Same-sex couples are now allowed to marry and adopt in Slovenia following a Constitutional Court ruling done in July that was legalized on Tuesday, October 4, by parliament. This makes Slovenia the first among the Eastern European countries and former communist countries to do so.
The law was passed with 48 votes in favor, 29 against, and one abstention.
“With these changes, we are recognizing the rights of same-sex couples that they should have had for a long time”, State Secretary Simon Maljevac said to MPs during the amendment presentation.
“Slovenia is finally joining a number of countries in Europe and the world that have already given equal rights to heterosexual and same-sex couples,” Maljevac continued.
Though same-sex couples were allowed to do wedding ceremonies since 2017, their marriage was then called a “partnership union”. They were given many of the same rights as heterosexual couples, but they were not allowed to adopt children.

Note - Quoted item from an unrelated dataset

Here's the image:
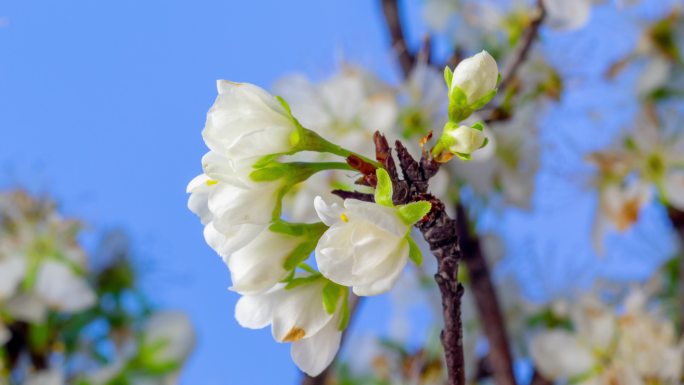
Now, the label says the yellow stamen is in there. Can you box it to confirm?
[283,326,306,342]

The amendment above now allows them to be legally recognized as a married couple and allows them the same rights as heterosexual couples including adoption.
The center-right of Slovenia has opposed the ruling, arguing that this law is taking away a child’s right to a mother and father. The Slovenian Democratic Party has said that it will rally against the new law.
A lot of Eastern European countries still do not allow same-sex couples to marry. So this is a big step for Slovenia. The implementation of this law is a new hope to inspire other neighboring countries in the region to allow same-sex marriage and the rights that go with it.